■行って戻るしかない場所
観光で増毛に行こうとするなら、大抵は留萌が拠点になるハズ。その場合、増毛から先へ進んで他の都市へ抜ける交通手段がほとんどないため「行って戻る」が基本だ。
旧増毛駅には、沿岸バスの札幌行き特急「ましけ号」も通るが、朝7時台に1本しかなく、23・24系統の始発は「ましけ号」よりも後のため、どうしても来た道を戻りたくなければ、増毛に1泊する必要が出てくる。
さて、路線バスを使って増毛に行ってみるとして、問題は滞在時間。4分で折り返しのバスが来て、その後3時間バスが来ない……とかではさすがに使い辛い。
その点はある程度考慮されているようで、例えば10:45に留萌駅を出発する便に乗ると、最低でも1時間15分ほどの現地滞在時間が作れる。
バスで行くと留萌駅前→旧増毛駅まで所要時間約34分、運賃は430円だ。2ドアの路線車でも中扉は締め切りで、前乗り・前降り方式が採られている。
鉄道と同じく海沿いの道をよく通る路線であるため、車窓から見える景色はなかなかキレイだ。まだ留萌本線のレールが所々に残っていて、それらを見つけるのも楽しみの一つ。
■昔より流行ってます
鉄道が廃止になると人がいなくなる、なんて話をよく聞く。増毛駅跡も同様に往年の姿は見る影もなく……と思いきや、現役当時の姿を知っている人が今行くと、ちょっと意外に感じるかもしれない。

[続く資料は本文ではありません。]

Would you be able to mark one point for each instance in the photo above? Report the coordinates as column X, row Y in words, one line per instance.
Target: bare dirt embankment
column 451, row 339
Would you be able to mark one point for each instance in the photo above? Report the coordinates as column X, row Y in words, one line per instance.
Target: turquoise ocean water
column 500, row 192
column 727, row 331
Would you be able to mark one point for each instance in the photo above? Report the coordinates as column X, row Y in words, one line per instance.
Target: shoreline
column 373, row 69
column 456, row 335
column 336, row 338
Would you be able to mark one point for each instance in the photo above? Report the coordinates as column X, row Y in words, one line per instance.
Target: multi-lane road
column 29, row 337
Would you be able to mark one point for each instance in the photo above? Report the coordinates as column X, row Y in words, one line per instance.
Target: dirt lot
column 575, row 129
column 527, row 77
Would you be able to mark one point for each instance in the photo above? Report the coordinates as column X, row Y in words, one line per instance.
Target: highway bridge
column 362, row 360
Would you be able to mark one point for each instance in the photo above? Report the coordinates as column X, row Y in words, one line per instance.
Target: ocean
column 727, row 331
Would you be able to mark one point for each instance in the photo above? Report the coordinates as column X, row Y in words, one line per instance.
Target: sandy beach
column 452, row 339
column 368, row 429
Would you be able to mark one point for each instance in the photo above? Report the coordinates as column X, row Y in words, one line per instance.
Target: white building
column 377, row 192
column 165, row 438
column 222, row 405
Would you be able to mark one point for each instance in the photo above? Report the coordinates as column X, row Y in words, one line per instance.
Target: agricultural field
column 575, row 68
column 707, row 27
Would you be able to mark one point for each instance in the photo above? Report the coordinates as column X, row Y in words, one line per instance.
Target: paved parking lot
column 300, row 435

廃止日直前を除く晩年の増毛駅といえば、年季の入った魔改造木造駅舎に錆びた駅名標、草ボーボーの側線跡などなど、なんとも野晒し感のすごい場所で、訪れる人もまばらだった。
増毛駅は鉄道廃止後に大規模な観光地化リニューアル工事が施され、復元的な増築とレトロ調に化粧直しされた駅舎をはじめホームもきれいに整備。側線跡は駐車場に変わった。
しかも、週末となれば結構なお客さんで賑わい、駐車場もコンスタントに車が入れ替わる。鉄道がなくなってからのほうが、むしろ呼び物として人が集まるようになった、まるでゴッホの絵のような転身を遂げた廃線跡も珍しい気がする。
駅跡だけでなく、周辺には映画「駅 STATION」のセットを再現した観光案内所や最北の酒蔵もあり、街の中を散策して楽しめる。代替バスも割と使いやすいので、公共交通機関を使った旅の訪問先には今もうってつけの場所だ。